The report also makes it obvious that coping with the climate crisis is a social as well as a scientific issue. Action that tackles “inequities such as those based on gender, ethnicity, disability, age, location and income” is the greatest method to provide effective and long-term protection from climate catastrophe. It claims that solutions must incorporate social justice and include indigenous peoples, minorities, and the impoverished.
The report was released three months after COP26, emphasizing the need for measures to keep global warming to 1.5 degrees Celsius over pre-industrial levels. According to the report, “losses and damages escalate with every increment of global warming” implying that any effort to reduce emissions or adapt is crucial. Limiting global warming to less than 1.5 degrees Celsius would not avert, but will significantly decrease, damages to environment, society, and economy.
In order to reduce heating and make cities more walkable, natural vegetation, trees, and green walls and roofs may be put into urban areas. Building efficiency requirements can be enshrined in legislation to aid in the transformation of urban planning and the reduction of energy expenditures. Rivers can be restored to their original condition by eliminating man-made dams and other artificial features, providing flood protection to new habitats and sustainable livelihoods to vulnerable populations. To increase biodiversity, regenerative farming approaches can be used.
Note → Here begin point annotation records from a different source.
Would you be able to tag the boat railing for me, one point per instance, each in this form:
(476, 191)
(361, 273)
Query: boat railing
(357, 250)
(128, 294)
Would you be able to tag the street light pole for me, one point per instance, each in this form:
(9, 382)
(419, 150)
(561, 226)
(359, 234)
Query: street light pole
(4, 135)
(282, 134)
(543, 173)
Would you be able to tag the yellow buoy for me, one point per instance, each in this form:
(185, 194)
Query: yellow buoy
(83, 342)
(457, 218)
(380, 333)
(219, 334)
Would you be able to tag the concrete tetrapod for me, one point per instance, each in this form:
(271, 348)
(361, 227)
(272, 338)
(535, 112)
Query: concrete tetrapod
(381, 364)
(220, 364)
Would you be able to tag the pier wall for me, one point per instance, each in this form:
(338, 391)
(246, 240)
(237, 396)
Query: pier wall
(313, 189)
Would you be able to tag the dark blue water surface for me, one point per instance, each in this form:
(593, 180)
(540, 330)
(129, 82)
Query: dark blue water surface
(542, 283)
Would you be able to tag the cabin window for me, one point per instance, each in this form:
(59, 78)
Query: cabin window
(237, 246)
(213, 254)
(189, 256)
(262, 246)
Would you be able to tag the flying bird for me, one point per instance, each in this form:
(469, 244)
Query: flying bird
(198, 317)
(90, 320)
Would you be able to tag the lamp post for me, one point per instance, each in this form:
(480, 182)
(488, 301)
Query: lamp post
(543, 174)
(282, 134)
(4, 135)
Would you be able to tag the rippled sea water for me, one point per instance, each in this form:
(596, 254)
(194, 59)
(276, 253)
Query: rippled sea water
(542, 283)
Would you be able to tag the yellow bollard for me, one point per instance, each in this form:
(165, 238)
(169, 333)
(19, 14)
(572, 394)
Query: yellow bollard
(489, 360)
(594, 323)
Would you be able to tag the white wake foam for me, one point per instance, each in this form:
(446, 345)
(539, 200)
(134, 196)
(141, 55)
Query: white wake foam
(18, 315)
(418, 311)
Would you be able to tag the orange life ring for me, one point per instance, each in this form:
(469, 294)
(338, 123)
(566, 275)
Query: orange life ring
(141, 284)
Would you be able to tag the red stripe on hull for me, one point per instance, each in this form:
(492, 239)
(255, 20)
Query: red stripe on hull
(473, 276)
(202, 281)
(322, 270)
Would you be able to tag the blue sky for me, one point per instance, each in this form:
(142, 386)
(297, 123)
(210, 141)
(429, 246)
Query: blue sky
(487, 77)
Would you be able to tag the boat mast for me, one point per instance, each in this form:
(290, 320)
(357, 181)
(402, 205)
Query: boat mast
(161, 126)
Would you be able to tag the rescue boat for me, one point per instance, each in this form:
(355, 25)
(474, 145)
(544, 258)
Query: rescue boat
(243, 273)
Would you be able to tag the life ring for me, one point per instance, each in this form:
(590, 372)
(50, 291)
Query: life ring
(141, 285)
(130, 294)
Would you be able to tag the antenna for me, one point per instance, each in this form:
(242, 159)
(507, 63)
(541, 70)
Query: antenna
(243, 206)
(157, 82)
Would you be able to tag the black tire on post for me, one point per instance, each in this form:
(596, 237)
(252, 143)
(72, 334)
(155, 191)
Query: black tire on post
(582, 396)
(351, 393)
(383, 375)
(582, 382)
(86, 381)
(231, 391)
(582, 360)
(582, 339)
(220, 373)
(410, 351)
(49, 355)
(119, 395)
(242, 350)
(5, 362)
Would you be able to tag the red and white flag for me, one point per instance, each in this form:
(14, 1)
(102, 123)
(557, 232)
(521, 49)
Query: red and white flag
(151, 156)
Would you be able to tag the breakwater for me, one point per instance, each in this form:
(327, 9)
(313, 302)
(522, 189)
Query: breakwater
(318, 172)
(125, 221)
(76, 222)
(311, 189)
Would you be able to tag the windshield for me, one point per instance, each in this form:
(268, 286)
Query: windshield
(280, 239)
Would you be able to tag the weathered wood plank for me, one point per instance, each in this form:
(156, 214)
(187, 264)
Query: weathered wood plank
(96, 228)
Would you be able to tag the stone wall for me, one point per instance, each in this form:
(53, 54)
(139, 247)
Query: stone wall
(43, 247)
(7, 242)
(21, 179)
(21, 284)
The IPCC scientists said the end of the century is less than a generation away, with a kid born today turning 78 in 2100: “Actions taken now will have a profound effect on the quality of our children’s lives.”
“We can prevent and protect ourselves from extreme weather, famines, health problems and more by cutting emissions and investing in adaptation strategies,” said Christiana Figueres, former UN climate chief and now at the Global Optimism group. “The science and the solutions are clear. It’s up to us how we shape the future.”